There’s the daily tally of COVID deaths I see every morning in the New York Times. The memorial service I’m conducting this weekend for a young lady whose life ended so tragically. The news of two horrific mass shootings recently in Georgia and Colorado. Finally, there’s this article I came across this morning, 3 Biggest Regrets People Have at the End of Life.
The article, written by A. Pawlowski and published on the Today Show website, is an interview of author and hospice chaplain Tenzin Kiyosaki and a review of her book The Three Regrets: Inspirational Stories and Practical Advice for Love and Forgiveness at Life’s End.
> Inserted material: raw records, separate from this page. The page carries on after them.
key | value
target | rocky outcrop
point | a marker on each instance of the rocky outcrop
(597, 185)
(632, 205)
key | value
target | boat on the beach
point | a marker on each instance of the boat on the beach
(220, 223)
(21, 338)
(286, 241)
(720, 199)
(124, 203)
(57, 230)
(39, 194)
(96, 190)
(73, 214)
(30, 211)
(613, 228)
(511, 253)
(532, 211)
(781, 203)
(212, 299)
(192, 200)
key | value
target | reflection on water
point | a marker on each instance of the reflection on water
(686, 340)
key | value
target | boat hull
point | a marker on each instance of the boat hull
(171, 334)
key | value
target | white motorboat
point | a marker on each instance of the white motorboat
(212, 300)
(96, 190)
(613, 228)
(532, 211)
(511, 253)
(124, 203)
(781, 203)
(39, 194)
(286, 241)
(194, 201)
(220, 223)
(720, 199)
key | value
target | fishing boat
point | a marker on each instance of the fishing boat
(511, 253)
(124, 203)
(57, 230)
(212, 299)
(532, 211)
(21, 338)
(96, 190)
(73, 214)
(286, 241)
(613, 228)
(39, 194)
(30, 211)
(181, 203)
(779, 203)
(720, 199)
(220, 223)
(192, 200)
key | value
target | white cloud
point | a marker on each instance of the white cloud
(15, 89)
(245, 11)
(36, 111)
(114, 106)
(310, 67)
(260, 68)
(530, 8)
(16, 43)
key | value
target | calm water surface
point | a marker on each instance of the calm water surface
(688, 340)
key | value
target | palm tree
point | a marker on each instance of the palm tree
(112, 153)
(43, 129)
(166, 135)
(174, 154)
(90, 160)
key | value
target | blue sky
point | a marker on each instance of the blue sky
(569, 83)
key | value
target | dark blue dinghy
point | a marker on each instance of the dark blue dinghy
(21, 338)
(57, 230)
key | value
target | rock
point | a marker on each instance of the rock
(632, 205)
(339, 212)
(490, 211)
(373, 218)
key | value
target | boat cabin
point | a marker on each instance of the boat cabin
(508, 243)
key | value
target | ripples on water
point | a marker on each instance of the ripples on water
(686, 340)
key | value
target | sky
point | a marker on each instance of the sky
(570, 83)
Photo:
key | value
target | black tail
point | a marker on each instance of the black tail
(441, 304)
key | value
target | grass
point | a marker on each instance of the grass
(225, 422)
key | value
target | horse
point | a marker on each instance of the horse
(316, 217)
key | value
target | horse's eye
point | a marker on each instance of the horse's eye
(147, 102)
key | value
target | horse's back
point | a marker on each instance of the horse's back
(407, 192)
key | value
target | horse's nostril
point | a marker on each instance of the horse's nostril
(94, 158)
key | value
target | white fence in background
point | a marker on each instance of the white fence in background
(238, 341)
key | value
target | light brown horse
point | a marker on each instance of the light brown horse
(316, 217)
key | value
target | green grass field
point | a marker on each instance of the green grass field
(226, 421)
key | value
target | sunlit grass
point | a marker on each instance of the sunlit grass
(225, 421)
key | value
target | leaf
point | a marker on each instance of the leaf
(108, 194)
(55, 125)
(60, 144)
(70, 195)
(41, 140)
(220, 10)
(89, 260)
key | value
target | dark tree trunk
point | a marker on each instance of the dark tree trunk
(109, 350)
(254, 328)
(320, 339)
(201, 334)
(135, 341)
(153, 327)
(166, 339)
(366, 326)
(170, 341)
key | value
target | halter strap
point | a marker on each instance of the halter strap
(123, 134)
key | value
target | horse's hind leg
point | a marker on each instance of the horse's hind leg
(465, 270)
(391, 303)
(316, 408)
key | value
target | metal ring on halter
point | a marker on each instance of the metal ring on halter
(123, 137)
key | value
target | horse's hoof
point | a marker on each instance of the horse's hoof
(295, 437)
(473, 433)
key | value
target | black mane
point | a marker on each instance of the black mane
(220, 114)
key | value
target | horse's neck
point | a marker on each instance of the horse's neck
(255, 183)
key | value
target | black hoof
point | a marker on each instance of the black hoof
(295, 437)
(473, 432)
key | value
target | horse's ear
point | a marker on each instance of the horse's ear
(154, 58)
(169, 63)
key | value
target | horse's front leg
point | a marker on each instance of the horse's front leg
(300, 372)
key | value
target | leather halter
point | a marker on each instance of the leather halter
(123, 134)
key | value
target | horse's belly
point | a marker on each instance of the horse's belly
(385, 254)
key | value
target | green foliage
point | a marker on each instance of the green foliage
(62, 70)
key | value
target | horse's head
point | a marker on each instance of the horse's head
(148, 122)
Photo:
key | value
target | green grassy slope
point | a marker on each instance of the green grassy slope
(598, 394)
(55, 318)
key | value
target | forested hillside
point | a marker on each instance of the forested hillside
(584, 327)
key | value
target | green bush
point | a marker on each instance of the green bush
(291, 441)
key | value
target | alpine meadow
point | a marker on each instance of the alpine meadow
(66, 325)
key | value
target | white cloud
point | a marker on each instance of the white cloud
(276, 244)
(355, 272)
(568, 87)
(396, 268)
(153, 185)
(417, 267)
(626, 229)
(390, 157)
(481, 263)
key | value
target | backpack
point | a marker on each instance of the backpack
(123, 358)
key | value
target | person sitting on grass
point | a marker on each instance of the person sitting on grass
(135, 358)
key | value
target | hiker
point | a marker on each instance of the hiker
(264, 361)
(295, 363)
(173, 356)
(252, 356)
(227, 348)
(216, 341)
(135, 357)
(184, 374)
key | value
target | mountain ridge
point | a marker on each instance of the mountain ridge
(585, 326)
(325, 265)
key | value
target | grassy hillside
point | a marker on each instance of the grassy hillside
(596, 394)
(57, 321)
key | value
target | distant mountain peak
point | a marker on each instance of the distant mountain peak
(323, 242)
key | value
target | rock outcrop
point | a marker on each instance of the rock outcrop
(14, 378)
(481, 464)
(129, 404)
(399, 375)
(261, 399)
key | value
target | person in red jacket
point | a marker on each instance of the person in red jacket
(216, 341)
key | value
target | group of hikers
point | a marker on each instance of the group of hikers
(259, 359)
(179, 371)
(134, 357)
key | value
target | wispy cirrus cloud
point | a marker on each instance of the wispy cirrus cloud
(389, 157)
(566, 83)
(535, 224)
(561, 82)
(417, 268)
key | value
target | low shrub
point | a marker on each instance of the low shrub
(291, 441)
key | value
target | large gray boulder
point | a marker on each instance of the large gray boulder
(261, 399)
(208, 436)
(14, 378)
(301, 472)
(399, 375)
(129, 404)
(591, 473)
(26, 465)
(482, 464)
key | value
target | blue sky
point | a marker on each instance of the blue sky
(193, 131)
It seems that the big idea of her book is, “Don’t fade away from life without saying what you need to say. Find ways to say ‘I love you’ and express your love every day.” Kiyosaki lists the three regrets that “can haunt people at the end of their life.” I did not live my life dreams. I did not share my love. And I did not forgive.
You can tell by the title of this blog post that I’ve got something I want to add to her list. If you pay attention to my writing and what I’m passionate about, it won’t surprise you that the 4th regret I believe many people have at the end of life is I did not pursue my calling.
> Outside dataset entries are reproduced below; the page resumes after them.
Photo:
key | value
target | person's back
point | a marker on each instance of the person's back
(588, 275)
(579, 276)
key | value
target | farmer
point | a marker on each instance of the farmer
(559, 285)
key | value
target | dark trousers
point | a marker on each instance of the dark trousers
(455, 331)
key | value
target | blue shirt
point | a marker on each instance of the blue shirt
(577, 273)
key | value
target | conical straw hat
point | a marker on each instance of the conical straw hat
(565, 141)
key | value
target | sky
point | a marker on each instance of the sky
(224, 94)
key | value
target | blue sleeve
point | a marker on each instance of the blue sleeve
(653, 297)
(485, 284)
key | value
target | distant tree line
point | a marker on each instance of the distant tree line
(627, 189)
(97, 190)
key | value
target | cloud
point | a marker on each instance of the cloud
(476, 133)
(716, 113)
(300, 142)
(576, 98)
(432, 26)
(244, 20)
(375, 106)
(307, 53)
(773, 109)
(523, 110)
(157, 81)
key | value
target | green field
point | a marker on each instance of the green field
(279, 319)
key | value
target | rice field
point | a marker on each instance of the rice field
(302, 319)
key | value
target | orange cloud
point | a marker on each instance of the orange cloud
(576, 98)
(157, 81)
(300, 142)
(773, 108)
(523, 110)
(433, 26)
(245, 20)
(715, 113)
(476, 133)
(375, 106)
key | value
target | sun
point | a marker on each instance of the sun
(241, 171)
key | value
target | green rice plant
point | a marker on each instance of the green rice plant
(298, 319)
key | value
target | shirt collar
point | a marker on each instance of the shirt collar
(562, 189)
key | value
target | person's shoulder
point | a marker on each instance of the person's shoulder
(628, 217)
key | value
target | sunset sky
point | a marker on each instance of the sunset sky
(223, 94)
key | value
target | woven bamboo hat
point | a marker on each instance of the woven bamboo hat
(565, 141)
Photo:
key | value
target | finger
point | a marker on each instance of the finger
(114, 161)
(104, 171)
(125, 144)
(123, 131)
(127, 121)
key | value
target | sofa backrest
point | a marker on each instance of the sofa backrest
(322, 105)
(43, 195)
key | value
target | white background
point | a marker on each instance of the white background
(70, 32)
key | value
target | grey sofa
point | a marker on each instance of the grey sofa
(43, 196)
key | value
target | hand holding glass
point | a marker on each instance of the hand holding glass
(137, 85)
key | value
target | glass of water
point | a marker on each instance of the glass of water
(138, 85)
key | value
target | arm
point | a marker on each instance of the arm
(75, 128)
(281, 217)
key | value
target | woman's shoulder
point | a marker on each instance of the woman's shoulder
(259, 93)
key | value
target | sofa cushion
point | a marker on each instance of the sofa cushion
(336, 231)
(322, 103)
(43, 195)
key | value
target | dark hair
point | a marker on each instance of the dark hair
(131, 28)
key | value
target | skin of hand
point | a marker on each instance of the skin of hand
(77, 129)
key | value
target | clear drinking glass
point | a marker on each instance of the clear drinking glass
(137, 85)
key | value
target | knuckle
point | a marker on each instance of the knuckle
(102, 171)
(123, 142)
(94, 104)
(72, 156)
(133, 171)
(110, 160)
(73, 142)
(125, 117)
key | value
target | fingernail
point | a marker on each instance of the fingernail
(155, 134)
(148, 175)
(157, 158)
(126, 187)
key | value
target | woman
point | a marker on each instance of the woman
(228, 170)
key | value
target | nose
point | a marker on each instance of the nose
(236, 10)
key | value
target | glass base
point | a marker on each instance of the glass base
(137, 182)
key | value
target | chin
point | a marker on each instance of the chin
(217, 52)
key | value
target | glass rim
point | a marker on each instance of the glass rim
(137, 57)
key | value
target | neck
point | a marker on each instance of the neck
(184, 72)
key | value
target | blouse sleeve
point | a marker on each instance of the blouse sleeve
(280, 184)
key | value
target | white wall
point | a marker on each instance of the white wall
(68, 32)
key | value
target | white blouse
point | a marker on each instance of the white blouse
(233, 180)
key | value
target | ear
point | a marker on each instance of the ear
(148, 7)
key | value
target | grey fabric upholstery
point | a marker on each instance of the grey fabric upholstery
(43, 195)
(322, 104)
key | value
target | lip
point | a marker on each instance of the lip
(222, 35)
Here’s a brief overview of the essence of a calling. I believe your calling was “hard wired” into you before you were even born. A summons was placed upon your life by the God of the Universe to engage a broken world in ways that bring healing. A calling is like an itch that needs to be scratched. It is a possibility waiting to be realized. As such, it nags on us until we do it.
Yet, from what I’ve learned from years of coaching people all over our nation and our world, the summons, too often, is disregarded. Why? Why do people end up with the regret of having not pursued their calling? Here’s what I’ve heard.
The most common reason people give for hesitating in their calling is the burden of fulfilling someone else’s expectation for their life. Often that someone is a parent. Many times it’s culture. I remember my dad’s deep skepticism when I told him I was leaving behind my initial idea of med school for pastoral ministry training. Note: Thankfully, in time, Dad embraced what he considered a whim as my destiny.
Another factor that contributes to calling reticence is simply the fear of losing income. Some have little time to invest in their calling because their money-maker job sucks up all their hours. Or the thought of shifting their vocation to something more attuned to their heart is just too scary.
Finally, too many folks regret not engaging in their calling because they didn’t know how to go about it. The idea of pursuing a destiny can feel mystical and mythical, the stuff of heroes and legends, not of everyday folks like them.
If you identify with the frustration of a living without purpose, then please reach out to me. I’ll walk you through a guided tour of your amazing life and show you a why to live for!
I love this quote of Steve Jobs that Ms. Pawloski included in her article.
“Remembering that you are going to die is the best way I know to avoid the trap of thinking you have something to lose. You are already naked. There is no reason not to follow your heart.”